Short-term changes in movement from practice.
33
What is motor development?
Lifespan progression of movement abilities.
34
What is motor control?
Ability to produce purposeful movement moment-to-moment.
35
What is anterior pelvic tilt?
Pelvis dips forward; increases lumbar lordosis.
36
What is posterior pelvic tilt?
Pelvis tucks under; reduces lumbar lordosis.
37
What is lateral pelvic tilt?
One side of pelvis higher than the other.
38
What is pelvic rotation?
One side of pelvis rotates forward.
39
Why does pelvic position matter?
Determines posture, balance, spinal curves, and UE function.
40
What motion is key for bed mobility?
Trunk rotation.
41
Which ribs are floating and how do they attach?

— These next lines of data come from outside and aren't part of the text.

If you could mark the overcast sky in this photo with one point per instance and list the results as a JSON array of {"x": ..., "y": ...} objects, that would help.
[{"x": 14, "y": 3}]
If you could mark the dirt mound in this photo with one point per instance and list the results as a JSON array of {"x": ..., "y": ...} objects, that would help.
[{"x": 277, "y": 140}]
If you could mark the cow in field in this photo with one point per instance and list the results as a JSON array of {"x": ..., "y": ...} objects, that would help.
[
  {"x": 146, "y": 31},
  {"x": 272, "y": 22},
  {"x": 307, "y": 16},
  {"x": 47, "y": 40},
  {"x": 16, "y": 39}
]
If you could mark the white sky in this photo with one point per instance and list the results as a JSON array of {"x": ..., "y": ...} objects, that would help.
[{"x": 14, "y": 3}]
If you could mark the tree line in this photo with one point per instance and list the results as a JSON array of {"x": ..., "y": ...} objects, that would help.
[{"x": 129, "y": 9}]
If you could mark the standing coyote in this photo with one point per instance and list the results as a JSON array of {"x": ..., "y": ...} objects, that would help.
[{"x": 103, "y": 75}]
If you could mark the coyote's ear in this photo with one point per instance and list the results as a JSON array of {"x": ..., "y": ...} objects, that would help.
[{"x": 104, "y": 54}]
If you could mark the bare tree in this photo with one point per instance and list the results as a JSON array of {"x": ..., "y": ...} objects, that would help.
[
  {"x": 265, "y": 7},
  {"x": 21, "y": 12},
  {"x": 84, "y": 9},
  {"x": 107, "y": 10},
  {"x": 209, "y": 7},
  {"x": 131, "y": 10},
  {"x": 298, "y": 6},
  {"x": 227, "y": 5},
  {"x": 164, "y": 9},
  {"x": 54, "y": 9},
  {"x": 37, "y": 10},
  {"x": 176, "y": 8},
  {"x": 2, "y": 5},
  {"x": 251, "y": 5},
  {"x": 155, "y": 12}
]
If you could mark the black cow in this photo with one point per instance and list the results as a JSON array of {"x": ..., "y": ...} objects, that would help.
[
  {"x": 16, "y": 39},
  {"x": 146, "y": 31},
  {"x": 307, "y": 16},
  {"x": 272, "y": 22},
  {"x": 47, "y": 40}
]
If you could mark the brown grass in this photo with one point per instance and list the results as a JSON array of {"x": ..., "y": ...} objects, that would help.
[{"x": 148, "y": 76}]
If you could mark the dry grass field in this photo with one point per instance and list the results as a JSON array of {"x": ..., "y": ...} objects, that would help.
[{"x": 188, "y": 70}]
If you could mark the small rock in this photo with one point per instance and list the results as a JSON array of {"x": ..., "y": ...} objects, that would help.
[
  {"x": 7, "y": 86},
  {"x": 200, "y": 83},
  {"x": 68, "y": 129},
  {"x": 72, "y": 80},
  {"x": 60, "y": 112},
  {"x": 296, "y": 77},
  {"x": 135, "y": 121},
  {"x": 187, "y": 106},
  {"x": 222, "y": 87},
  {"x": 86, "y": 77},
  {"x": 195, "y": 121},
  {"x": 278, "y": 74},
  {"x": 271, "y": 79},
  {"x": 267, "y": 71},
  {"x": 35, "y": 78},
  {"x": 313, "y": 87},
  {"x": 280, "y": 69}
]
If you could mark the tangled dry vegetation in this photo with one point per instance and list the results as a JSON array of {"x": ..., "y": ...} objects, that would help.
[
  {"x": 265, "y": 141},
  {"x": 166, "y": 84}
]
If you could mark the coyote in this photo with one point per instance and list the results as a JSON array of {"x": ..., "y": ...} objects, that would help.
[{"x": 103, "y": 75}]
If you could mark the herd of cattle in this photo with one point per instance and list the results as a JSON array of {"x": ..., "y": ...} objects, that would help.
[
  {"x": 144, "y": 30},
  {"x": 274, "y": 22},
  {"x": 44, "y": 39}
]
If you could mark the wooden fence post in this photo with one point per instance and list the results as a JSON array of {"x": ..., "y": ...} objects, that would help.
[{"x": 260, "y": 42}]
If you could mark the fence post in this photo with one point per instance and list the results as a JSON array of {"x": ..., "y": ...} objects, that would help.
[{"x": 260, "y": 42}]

Ribs 11–12; attach only posteriorly to vertebrae.
42
What are normal spinal curves?
Cervical lordosis, thoracic kyphosis, lumbar lordosis.
43
Motions of the hip?
Flex, ext, abd, add, IR, ER.
44
Motions of the knee?
Flex, ext.
45
Motions of the ankle?
DF, PF, inversion, eversion.
46
What ROM is needed for ADLs (wrist)?
40° flex, 40° ext, 40° combined deviation.
47
What is foot drop?
Inability to dorsiflex; caused by CNS/PNS issues, diabetes, MS, etc.
48
What is the stance phase of gait?
60% of gait: heel strike → foot flat → midstance → heel off → toe off.
49
What is the swing phase of gait?
40% of gait: acceleration → midswing → deceleration.
50
What is the carrying angle?
Women 10–15°, men ~5°.
51
Elbow flexors strongest at what angle?
90° elbow flexion.
52
What innervates the biceps?
Musculocutaneous nerve (C5–C6).
53
What innervates the triceps?
Radial nerve (C6–C8).
54
What innervates pronator teres?
Median nerve (C7–C8).
55
What is cubital tunnel syndrome?
Ulnar nerve compression at elbow causing numbness in ring/small fingers.
56
What ligament is injured in nursemaid’s elbow?
Annular ligament.
57
What holds the radius and ulna together?
Interosseous membrane.
58
What is lateral epicondylitis?
Microtears of ECRB; pain with gripping/lifting.
59
Radiocarpal joint classification?
Biaxial condyloid.
60
Strongest wrist flexor?
Flexor carpi ulnaris (FCU).
61
Weakest wrist flexor?
Palmaris longus.
62
What is the TFCC?
Triangular fibrocartilage complex supporting ulnar wrist.
63
What is De Quervain’s?
APL + EPB tendon sheath inflammation. (Thumb and wrist tendon inflammation)
64
Carpal tunnel cause from PPT?
Distal radius fracture causing median nerve compression.
65
What muscles make the anatomical snuffbox?
APL, EPB, EPL.
66
Thumb opposition is what two motions?
Flexion + abduction.
67
Which finger abducts both directions?
Digit 3.
68
What do palmar interossei do?
Adduct digits (PAD).
69
What do dorsal interossei do?
Abduct digits (DAB).
70
What do lumbricals do?
MCP flexion + PIP/DIP extension.
71
What is Dupuytren’s?
Palmar aponeurosis contracture affecting grasp.
72
What is Skier’s thumb?
UCL injury of thumb MCP.
73
SAID principle?
Specific Adaptation to Imposed Demands.
74
Wolff’s Law?
Bone adapts to stresses placed on it.
75
What is overload?
Tissue adapts when challenged beyond normal load.
76
Static stretch vs dynamic stretch?
Static = hold 20–30 sec; Dynamic = active movement.
77
Neuromuscular control?
Unconscious efferent response to sensory input.
78
What is assistive technology?
Device compensating for impaired client factor.
79
Prosthetic vs orthotic?
Prosthetic replaces missing part; Orthotic supports/alignment.
80
Hand orthotic classification?
A splint = first-class lever.
81
Energy conservation?
Alternating tasks, reducing resistance, organizing environment for efficiency.
82
Principles of body mechanics?
Wide BOS, bend hips/knees, maintain curves, exhale on exertion, avoid twisting.
83
What is the functional hand position?
Wrist 20–30° ext, MCP 45° flex, PIP 30–45°, DIP 10–20°, thumb abducted/opposed.
84
What is a Stener lesion?
UCL tear of thumb with adductor aponeurosis blocking healing → requires surgery.
85
What is a swan-neck deformity?
PIP hyperextension + DIP flexion (often from RA).
86
When does pincer grasp develop?
8–12 months (inferior at 8–9m; true at 10–12m; superior at 12–15m).
87
Rehab vs performance enhancement?
Rehab = restore function after injury; Performance enhancement = improve ability beyond baseline.
88
What is an attrition rupture?
Tendon tear from chronic friction/wear (common in RA).
89
What affects wheelchair propulsion?
Wheelchair weight, camber, tire pressure, axle placement, friction, user strength, trunk stability, push mechanics.